Abstract: The endemic gastropod fauna of Lake Tanganyika is remarkable not only for its great species richness, but also for its unusually ornate and heavily calcified shell morphologies that are convergent with diverse marine forms. The origin and intralacustrine radiation of these thiarid gastropods have been debated since the late nineteenth century, as they are perhaps the most dramatic lacustrine radiation of gastropods in the world. They parallel the endemic cichlid fish fauna of the African Great Lakes in their potential for providing information about the mechanisms of evolution.
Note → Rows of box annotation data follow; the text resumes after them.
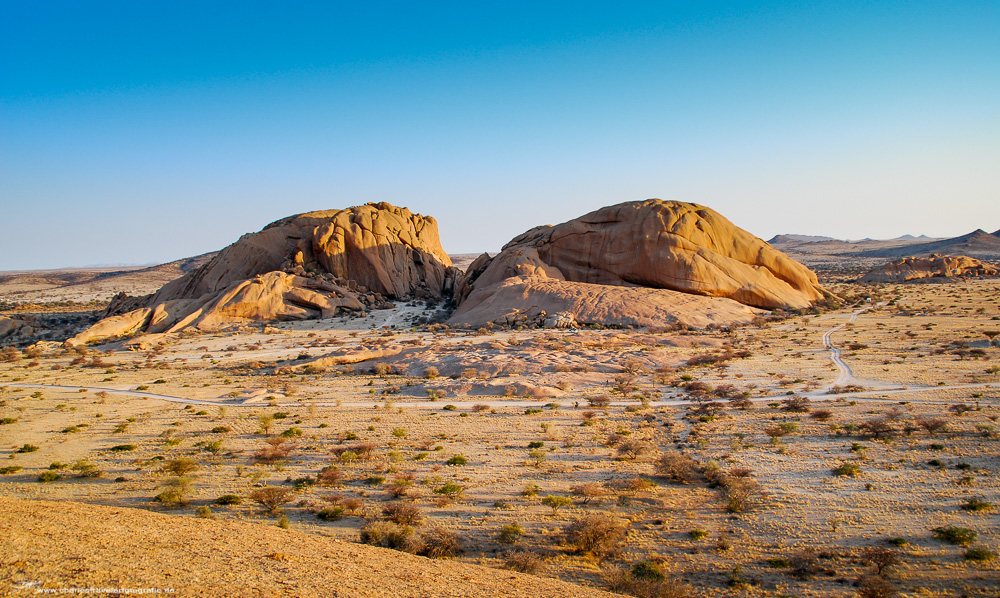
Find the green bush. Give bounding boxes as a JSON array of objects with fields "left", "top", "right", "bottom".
[
  {"left": 316, "top": 505, "right": 344, "bottom": 521},
  {"left": 962, "top": 546, "right": 997, "bottom": 563},
  {"left": 497, "top": 523, "right": 524, "bottom": 544},
  {"left": 833, "top": 461, "right": 861, "bottom": 478},
  {"left": 932, "top": 525, "right": 979, "bottom": 546}
]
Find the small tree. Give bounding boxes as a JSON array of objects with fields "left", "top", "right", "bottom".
[
  {"left": 250, "top": 486, "right": 292, "bottom": 515},
  {"left": 542, "top": 494, "right": 573, "bottom": 515}
]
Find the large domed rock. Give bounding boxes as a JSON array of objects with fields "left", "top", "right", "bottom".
[
  {"left": 452, "top": 199, "right": 824, "bottom": 326},
  {"left": 150, "top": 202, "right": 451, "bottom": 304},
  {"left": 858, "top": 255, "right": 1000, "bottom": 282},
  {"left": 68, "top": 203, "right": 456, "bottom": 345}
]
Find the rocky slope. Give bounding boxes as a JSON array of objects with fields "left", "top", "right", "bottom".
[
  {"left": 858, "top": 255, "right": 1000, "bottom": 282},
  {"left": 0, "top": 497, "right": 617, "bottom": 598},
  {"left": 69, "top": 203, "right": 457, "bottom": 345},
  {"left": 452, "top": 199, "right": 823, "bottom": 326}
]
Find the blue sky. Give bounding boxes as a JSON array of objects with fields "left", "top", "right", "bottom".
[{"left": 0, "top": 0, "right": 1000, "bottom": 270}]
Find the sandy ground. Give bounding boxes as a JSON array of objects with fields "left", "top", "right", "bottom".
[{"left": 0, "top": 280, "right": 1000, "bottom": 596}]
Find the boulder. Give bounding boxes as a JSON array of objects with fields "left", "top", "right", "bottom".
[
  {"left": 858, "top": 255, "right": 1000, "bottom": 283},
  {"left": 451, "top": 199, "right": 824, "bottom": 326}
]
This chapter presents the first molecular phylogenetic treatment of 12 of the 18 endemic gastropod genera of Lake Tanganyika, based on a mitochondrial gene fragment of cytochrome oxidase I ( COI ). The endemic thiarid fauna of Lake Tanganyika was found to be paraphyletic, but a larger clade including Cleopatra , a thiarid genus widely distributed throughout East Africa, is monophyletic. The data reveal five robust clades within this larger monophyletic group: (1) (( Reymondia, Cleopatra ) Spekia ), (2) ( Stanleya, Tanganyicia ) as sister group to group 1, (3) the trochiform genera (( Bathanalia, Chytra ) Limnotrochus ) as a clade and (4) sistem-taxon pairings for ( Lavigeria , Nov. gen.) and (5) ( Anceya, Paramelania ). Analyses using parsimony, neighbour-joining and maximum likelihood analyses agreed on sister-taxon relationships at terminal nodes, but were unable to resolve relationships among these Tanganyikan clades. This may be interpreted as an indication of rapid, burst-like radiation at the time of origin of this fauna. The term “superflock” ( sensu Ribbink) may be used to describe the generic level radiation of Tanganyikan gastropods, as it preserves the information that this is a group of closely related endemics that have radiated in situ , but does not imply complete monophyly.